Le retrait des missiles signifiait que le nombre de personnes à la base serait progressivement réduit. À son apogée au milieu des années 1980, Greenham abritait plus de 2 000 personnes et des personnes à charge. En 1988, il a été question dans les cercles de l'OTAN d'autoriser la base à abriter d'autres escadrons de F-111. Il a été rapporté que jusqu'à 60 avions supplémentaires pourraient être accueillis en Grande-Bretagne et que Greenham pourrait être la base. Il s'agissait d'une question sensible au milieu des protestations précédentes et à la lumière de l'amélioration des relations Est-Ouest. En octobre 1989, un titre du Times a suggéré qu'une base en Grande-Bretagne, peut-être Greenham, pourrait être utilisée pour les F-15E déployés avec le missile air-sol SRAM-T.

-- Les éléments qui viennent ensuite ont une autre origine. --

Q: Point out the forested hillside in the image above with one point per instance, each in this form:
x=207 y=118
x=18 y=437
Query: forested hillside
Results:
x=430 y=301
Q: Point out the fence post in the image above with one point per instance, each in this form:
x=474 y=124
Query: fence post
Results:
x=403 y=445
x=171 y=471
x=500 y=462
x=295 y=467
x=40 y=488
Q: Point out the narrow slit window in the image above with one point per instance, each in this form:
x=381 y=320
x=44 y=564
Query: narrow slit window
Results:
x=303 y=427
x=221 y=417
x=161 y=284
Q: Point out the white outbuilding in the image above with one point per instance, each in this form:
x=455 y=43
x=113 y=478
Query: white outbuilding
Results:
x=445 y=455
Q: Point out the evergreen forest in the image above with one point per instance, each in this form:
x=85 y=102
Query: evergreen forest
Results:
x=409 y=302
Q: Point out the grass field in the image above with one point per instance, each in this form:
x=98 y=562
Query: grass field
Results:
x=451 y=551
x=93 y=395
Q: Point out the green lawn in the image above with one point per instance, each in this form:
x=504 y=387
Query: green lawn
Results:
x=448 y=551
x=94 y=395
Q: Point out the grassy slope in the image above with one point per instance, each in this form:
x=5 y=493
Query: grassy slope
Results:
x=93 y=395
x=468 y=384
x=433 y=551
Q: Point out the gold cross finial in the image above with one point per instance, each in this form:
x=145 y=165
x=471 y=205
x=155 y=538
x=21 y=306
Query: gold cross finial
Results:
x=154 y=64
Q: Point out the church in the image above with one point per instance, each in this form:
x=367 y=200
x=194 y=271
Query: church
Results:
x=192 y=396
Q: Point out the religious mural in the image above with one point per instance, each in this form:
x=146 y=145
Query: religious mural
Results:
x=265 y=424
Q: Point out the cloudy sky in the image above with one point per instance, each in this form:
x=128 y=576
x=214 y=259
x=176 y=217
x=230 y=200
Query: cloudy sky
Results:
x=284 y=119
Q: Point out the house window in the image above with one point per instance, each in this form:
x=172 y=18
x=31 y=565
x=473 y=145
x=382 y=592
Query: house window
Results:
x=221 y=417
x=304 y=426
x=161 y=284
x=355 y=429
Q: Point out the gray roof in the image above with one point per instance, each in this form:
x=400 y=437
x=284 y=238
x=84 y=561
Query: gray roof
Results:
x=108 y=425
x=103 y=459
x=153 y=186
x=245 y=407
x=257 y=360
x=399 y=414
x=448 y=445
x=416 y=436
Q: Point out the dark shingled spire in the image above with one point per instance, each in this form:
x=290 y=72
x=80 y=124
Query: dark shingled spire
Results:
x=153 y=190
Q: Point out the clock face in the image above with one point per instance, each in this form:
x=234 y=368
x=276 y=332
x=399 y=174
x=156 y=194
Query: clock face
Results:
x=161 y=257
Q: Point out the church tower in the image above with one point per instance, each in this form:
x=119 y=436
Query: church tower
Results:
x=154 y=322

Cependant, les événements du mois suivant, en novembre 1989, ont pris le monde par surprise. L'incroyable s'est produit le 9 novembre lorsque des citoyens est-allemands ont détruit le mur de Berlin. Les divisions qui s'étaient dressées entre l'Est et l'Ouest pendant 45 ans étaient en train de disparaître et la guerre froide touchait à sa fin.

En 1990, il a été annoncé qu'une fois tous les missiles partis en 1991, la base redeviendrait une installation de secours de l'OTAN sous l'USAF, avec 400 personnes. Il y a même eu des appels de certains habitants pour que la zone revienne à des terres communes, mais cela semblait peu probable. En 1990, de nombreux véhicules MAN ont été emmenés à la RAF Kemble dans le Gloucestershire, qui était un dépôt de l'USAF. Les camions et tracteurs étaient entreposés dans les hangars en attendant leur élimination définitive. En décembre 1990, un certain nombre d'autres véhicules ont été expédiés de Greenham à destination des forces américaines en Arabie saoudite se préparant à la libération du Koweït.

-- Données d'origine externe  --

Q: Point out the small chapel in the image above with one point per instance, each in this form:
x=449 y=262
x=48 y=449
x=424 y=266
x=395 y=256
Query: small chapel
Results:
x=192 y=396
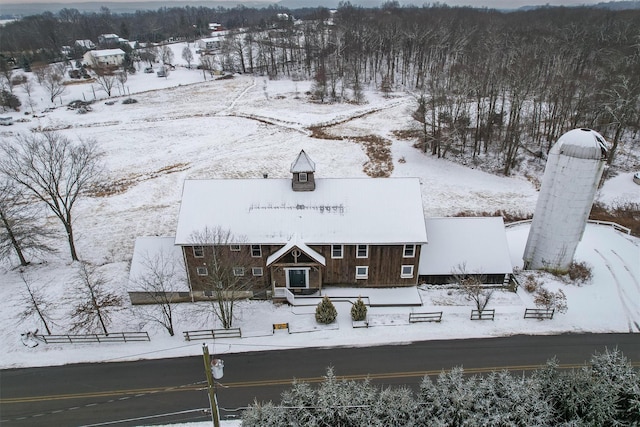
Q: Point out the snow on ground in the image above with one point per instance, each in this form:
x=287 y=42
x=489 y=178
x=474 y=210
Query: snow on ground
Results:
x=185 y=127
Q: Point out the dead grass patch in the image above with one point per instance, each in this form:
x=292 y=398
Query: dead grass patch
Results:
x=121 y=185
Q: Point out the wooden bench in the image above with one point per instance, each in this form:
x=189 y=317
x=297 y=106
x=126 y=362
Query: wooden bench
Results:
x=486 y=314
x=539 y=313
x=95 y=338
x=435 y=316
x=213 y=334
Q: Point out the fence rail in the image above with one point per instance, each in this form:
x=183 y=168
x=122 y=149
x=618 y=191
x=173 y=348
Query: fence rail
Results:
x=435 y=316
x=539 y=313
x=93 y=338
x=487 y=314
x=213 y=334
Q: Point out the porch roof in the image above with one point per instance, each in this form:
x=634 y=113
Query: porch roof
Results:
x=294 y=243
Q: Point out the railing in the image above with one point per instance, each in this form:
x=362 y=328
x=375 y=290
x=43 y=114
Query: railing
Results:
x=435 y=316
x=539 y=313
x=93 y=338
x=486 y=314
x=213 y=334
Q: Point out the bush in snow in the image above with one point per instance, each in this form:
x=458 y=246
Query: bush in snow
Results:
x=551 y=300
x=358 y=311
x=326 y=312
x=580 y=272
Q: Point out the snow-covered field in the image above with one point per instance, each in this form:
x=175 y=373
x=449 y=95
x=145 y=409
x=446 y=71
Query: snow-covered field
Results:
x=185 y=127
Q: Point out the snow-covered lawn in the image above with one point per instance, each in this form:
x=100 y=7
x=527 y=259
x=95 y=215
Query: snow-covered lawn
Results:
x=185 y=127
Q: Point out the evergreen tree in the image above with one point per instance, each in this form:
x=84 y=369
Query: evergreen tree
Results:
x=326 y=312
x=358 y=311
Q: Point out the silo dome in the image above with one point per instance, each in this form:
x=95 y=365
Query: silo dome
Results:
x=571 y=177
x=582 y=144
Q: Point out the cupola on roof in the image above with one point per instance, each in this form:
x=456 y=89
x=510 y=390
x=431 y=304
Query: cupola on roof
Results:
x=303 y=163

Les véhicules MAN attendent leur élimination à la RAF Kemble en 1990. Photo de Brian Bowling

Enfin, la toute dernière cargaison des 16 GLCM restants a quitté Greenham le 5 mars 1991. La base n'abritait que 400 personnes. À l'automne de cette année-là, le ministère de la Défense a décidé de fermer définitivement la RAF Greenham Common en septembre de l'année suivante. À au moins une occasion, le meilleur a été ouvert aux visites guidées pour que la population locale vienne voir la base derrière la clôture. Il n'y avait plus rien à cacher. Plus tard cette année-là, l'Union soviétique a cessé d'exister : le vieil ennemi de la guerre froide s'est réconcilié avec l'Occident et est passé à la démocratie, bien qu'instable.

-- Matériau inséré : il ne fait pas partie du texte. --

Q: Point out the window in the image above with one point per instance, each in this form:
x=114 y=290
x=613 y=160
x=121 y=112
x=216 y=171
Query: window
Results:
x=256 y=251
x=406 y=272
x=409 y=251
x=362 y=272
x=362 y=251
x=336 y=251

La RAF Greenham Common a été fermée pour la dernière fois le 12 septembre 1992 et a été remise à la RAF lors d'une cérémonie de clôture avant que le personnel restant de l'USAF ne rentre chez lui. Le ministère de la Défense a finalement vendu le terrain en 1997, mais les pistes ont été démolies au printemps 1995. Le béton a été utilisé pour construire le Newbury Bypass. En septembre 1997 et à nouveau en 2000, une grande partie de la clôture a été enlevée par des bénévoles et la zone a été rebaptisée New Greenham Park. Aujourd'hui, le site abrite un parc d'activités comprenant un concessionnaire Jaguar-Land Rover, un agent de voyages, ainsi qu'un immense entrepôt de voitures neuves et un concessionnaire automobile. Les anciens blocs de caserne à gauche de la porte principale ont été utilisés par une entreprise de paintball pendant quelques années jusqu'à ce qu'ils soient démolis en 1998-99.

Au cours des années qui se sont écoulées depuis la fermeture en 1992, la base a parfois été utilisée comme lieu de tournage. Le GAMA a été un endroit intéressant à utiliser et a été présenté dans un épisode de l'émission automobile Top Gear. Le tournage le plus médiatisé a été découvert par hasard un jour de la fin de l'été 2014, lorsqu'un avion léger de l'aérodrome de Popham a remarqué beaucoup d'activité à l'intérieur du GAMA et ce qui ressemblait à un plateau de tournage. La forme familière du Faucon Millenium de Han Solo a été remarquée et photographiée, on s'est vite rendu compte que le GAMA de Greenham avait été refondu dans une nouvelle (ou ancienne) guerre d'une galaxie lointaine, très lointaine Star Wars The Force Awakens avec prise de vue avec Carrie Fisher et Harrison Ford.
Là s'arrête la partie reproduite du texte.